Fratelli d’Italia tira il non ancora nato governo Draghi per la giacchetta anche su un altro tema, la privatizzazione di Monte dei Paschi di Siena e la fusione con Unicredit, che è il tema della prima mozione che il neonato governo si troverà in parlamento, presentata sempre da Fratelli d’Italia.
Fratelli d’Italia in una conferenza stampa al Senato ha presentato una mozione, primo firmatario il senatore Adolfo Urso, sottoscritta da tutti i senatori del gruppo in cui si chiede a un futuro esecutivo a guida Draghi di chiarire e rinviare la privatizzazione del gruppo bancario senese, decisa dal Governo Conte bis.
Il primo atto rivolto da FdI al nascente Governo e che rientra – si legge in una nota – “in quella opposizione patriottica, seria e responsabile che proprio ieri al termine delle consultazioni ha annunciato Giorgia Meloni”.

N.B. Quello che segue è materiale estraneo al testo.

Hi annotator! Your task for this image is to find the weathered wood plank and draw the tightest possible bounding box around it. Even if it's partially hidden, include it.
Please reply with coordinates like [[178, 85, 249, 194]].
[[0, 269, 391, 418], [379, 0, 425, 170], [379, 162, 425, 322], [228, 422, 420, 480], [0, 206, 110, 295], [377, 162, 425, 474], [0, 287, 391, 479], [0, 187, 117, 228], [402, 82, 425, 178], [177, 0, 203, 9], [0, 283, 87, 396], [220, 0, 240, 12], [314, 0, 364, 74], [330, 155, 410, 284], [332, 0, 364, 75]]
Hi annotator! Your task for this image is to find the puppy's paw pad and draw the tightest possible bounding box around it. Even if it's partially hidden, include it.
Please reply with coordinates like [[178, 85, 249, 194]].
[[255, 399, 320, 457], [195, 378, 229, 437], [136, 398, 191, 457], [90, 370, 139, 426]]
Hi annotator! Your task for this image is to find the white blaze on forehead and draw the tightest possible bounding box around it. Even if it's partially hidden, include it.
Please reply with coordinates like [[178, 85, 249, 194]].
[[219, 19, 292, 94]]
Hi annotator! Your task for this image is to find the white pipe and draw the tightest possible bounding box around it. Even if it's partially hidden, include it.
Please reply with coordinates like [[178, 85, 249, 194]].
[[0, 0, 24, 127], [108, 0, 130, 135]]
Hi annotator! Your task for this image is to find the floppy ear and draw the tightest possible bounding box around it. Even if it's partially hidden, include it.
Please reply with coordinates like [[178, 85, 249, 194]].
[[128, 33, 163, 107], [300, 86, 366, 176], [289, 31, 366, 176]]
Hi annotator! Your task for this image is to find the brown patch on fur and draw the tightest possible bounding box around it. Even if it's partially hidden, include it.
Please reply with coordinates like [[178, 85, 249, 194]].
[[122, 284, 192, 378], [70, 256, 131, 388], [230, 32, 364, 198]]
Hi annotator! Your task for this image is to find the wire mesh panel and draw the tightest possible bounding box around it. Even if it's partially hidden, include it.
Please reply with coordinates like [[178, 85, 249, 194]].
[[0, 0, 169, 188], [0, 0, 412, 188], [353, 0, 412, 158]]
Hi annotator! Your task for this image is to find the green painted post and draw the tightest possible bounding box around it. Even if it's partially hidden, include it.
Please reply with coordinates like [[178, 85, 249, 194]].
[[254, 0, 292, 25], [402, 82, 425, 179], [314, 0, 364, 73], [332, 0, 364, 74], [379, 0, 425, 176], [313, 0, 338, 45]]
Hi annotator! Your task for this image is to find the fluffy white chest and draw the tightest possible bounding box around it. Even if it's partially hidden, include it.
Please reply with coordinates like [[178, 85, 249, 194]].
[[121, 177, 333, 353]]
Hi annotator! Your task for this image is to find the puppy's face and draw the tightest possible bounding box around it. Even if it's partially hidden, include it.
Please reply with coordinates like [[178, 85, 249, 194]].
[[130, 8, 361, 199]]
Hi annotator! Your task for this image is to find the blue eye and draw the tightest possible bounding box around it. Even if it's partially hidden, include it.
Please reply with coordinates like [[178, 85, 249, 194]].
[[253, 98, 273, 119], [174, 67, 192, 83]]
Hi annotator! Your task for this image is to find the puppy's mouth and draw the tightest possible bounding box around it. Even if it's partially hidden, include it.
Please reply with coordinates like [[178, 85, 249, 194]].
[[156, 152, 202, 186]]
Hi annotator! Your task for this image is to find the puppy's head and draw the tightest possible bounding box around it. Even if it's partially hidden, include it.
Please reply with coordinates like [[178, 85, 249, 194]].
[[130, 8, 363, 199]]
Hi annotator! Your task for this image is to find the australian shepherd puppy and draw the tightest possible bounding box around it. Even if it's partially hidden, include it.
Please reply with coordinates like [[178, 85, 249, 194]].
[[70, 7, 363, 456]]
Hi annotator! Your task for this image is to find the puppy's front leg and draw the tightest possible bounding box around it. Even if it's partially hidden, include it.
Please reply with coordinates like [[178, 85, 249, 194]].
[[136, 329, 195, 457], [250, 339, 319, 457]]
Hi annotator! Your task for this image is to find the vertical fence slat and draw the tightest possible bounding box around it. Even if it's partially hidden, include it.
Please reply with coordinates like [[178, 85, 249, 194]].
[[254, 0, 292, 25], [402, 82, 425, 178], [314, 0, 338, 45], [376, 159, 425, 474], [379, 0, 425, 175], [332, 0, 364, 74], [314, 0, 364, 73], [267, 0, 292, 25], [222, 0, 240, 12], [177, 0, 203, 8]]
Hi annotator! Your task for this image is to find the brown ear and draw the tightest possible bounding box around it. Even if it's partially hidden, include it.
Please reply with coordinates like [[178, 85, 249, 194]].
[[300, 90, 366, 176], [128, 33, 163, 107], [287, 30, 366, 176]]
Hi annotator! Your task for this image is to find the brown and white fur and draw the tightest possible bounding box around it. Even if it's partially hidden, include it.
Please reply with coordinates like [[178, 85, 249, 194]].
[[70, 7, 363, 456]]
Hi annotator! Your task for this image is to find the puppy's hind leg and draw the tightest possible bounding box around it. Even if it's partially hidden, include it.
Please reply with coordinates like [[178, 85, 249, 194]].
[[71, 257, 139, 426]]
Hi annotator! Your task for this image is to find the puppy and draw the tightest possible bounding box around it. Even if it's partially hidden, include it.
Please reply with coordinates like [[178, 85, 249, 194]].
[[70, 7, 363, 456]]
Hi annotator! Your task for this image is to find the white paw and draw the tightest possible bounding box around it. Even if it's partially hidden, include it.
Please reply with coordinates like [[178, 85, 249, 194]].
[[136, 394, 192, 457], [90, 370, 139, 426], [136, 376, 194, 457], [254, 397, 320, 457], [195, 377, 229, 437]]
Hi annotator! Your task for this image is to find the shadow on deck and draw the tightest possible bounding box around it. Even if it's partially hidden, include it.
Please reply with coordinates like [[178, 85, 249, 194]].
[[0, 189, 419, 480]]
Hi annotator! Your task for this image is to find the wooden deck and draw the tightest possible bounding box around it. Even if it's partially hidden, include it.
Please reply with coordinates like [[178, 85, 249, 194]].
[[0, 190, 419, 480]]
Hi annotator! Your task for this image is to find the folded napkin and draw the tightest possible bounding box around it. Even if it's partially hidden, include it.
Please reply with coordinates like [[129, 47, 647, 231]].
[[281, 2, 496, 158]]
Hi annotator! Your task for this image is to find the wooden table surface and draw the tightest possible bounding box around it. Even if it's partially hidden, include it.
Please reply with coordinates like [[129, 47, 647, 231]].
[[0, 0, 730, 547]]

Per il capogruppo Luca Ciriani “oggi si pone un problema specifico, nei contenuti e nella forma, a dimostrazione che FdI è una forza propositiva anche dall’opposizione. Vogliamo riaccendere i riflettori su Mps e sull’intreccio fra politica di sinistra e il sistema finanziario perché la nostra non è un’opposizione sterile e preconcetta ma che guarda alla sostanza dei problemi dell’Italia in modo patriottico”. Secondo il senatore toscano di Fratelli d’Italia Patrizio La Pietra “oggi ci troviamo nella condizione di sollecitare il governo su un problema che riguarda da vicino il territorio della nostra regione ma che rappresenta il primo atto che FdI rivolge al nascituro governo Draghi. Un problema, quello della privatizzazione di Mps, di cui intendiamo chiedere con la nostra mozione un rinvio alla Commissione Europea e che dimostra come siamo intenzionati a fare un’opposizione costruttiva in favore del nostro Paese”.
Concetto rimarcato dall’assessore comunale di Siena di FdI Francesco Michelotti, per il quale “Mps rappresenta per Siena l’indotto di impiego maggiore, con 2600 dipendenti fra città e provincia e 2800 dipendenti nel resto della regione. Una banca storica lasciata in balìa delle manovre ombrose del Pd che l’hanno portata al collasso costringendo lo Stato alla sua ricapitalizzazione a spese dei contribuenti, cosa che noi intendiamo oggi evitare che accada di nuovo”.
“La ricapitalizzazione di Mps – sottolinea, infine, il senatore di FdI Adolfo Urso – è costata 5,4 miliardi di euro e la prospettiva è quella di una nuova ricapitalizzazione per 10 miliardi di euro. E’ un’ipotesi a cui noi ci opponiamo, siamo per la privatizzazione della banca ma vogliamo che sia rinviata fino a quando non vi saranno condizioni di mercato migliori e dopo che Mps avrà iniziato la sua opera di risanamento. Oggi come oggi una privatizzazione ci espone a rischi di manovre ostili di scalata da parte della finanza straniera, in particolare quella francese, e non vogliamo nemmeno sottoscrivere l’altra ipotesi caldeggiata dal M5s che auspica la trasformazione di Mps in banca pubblica. La situazione cui ci troviamo di fronte oggi è frutto delle operazioni della ‘ditta’ Padoan, D’Alema Fassino, con Padoan che è diventato presidente di Unicredit”.